The European Commission adopted the worlds first comprehensive Plastics Strategy In January 2018. In May 2018 The European Commission proposed new laws to tackle the 10 most found plastic waste items on Europe’s beaches as well as fishing gear.
The Single Use Plastics Directive is an integral part of the wider approach announced in the Plastics Strategy and an important element of the Circular Economy Action Plan. It builds on the successful reduction in consumption of single use plastic carrier bags brought about by EU legislation in 2014, and on the newly revised EU waste legislation, which includes targets for the recycling of plastics.
Replacing the most common single use plastic items with innovative alternatives that have higher added-value is an economic opportunity. It can create around 30,000 local jobs. Multiple-use or better-designed products can build on the EU’s lead in the bioeconomy, as well as innovative business models and systems, like re-use schemes. Horizon 2020 has provided more than €250 million to finance R&D in areas of direct relevance for the Plastics Strategy. Between now and 2020, an additional €100 million will be devoted to financing priority actions under this Strategy, including on the development of smarter and more recyclable plastics materials, more efficient recycling processes and the removal of hazardous substances and contaminants from recycled plastics.

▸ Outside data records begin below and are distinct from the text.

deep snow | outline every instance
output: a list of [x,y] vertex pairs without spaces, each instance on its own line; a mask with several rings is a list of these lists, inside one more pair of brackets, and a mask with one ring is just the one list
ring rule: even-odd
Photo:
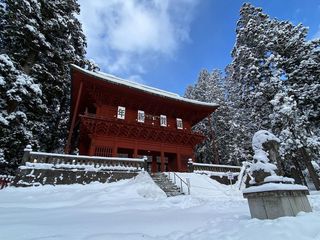
[[235,186],[200,174],[191,195],[166,198],[147,174],[116,183],[9,187],[0,191],[0,239],[290,239],[320,240],[320,194],[313,213],[250,219]]

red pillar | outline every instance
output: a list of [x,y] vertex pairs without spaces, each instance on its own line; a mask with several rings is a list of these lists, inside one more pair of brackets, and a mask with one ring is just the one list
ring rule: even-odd
[[94,156],[95,155],[95,150],[96,150],[96,146],[94,143],[94,140],[91,141],[90,147],[89,147],[89,156]]
[[117,153],[117,145],[113,145],[112,148],[112,157],[117,157],[118,153]]
[[138,157],[138,149],[135,147],[133,149],[133,158],[137,158]]
[[69,130],[67,144],[66,144],[65,149],[64,149],[64,152],[66,154],[69,154],[70,151],[71,151],[71,138],[72,138],[72,135],[73,135],[74,125],[76,123],[76,118],[77,118],[77,113],[78,113],[78,108],[79,108],[79,102],[80,102],[80,97],[81,97],[81,93],[82,93],[82,86],[83,86],[83,82],[80,82],[77,101],[76,101],[76,106],[74,107],[74,111],[73,111],[73,115],[72,115],[71,126],[70,126],[70,130]]
[[164,152],[161,152],[160,159],[161,159],[161,172],[164,172],[165,171]]
[[154,155],[153,153],[151,154],[152,156],[152,172],[155,173],[155,172],[158,172],[158,163],[157,163],[157,156]]
[[134,149],[133,149],[133,158],[137,158],[137,157],[138,157],[138,144],[137,144],[137,141],[135,141]]
[[181,171],[181,156],[180,156],[180,151],[177,152],[177,169],[176,171],[180,172]]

This legislation will offer the clarity, certainty and economies of scale needed for investment and innovation in the Single Market. And it will eliminate uncertainty for business in the face of national measures which some Member States have taken to ban certain single use plastic items. By acting at European level we avoid market fragmentation and ensure a level playing field. Through this proposal Europe is meeting its commitments at global level to tackle marine litter originating from Europe.
What will be the impact of this Directive on marine litter?
Implementation of this proposal will aim to reduce littering by more than half for the ten single use plastic items, avoiding environmental damage which would otherwise cost €223 billion by 2030. It will also avoid the emission of 3.4 million tonnes of CO2 equivalent by 2030.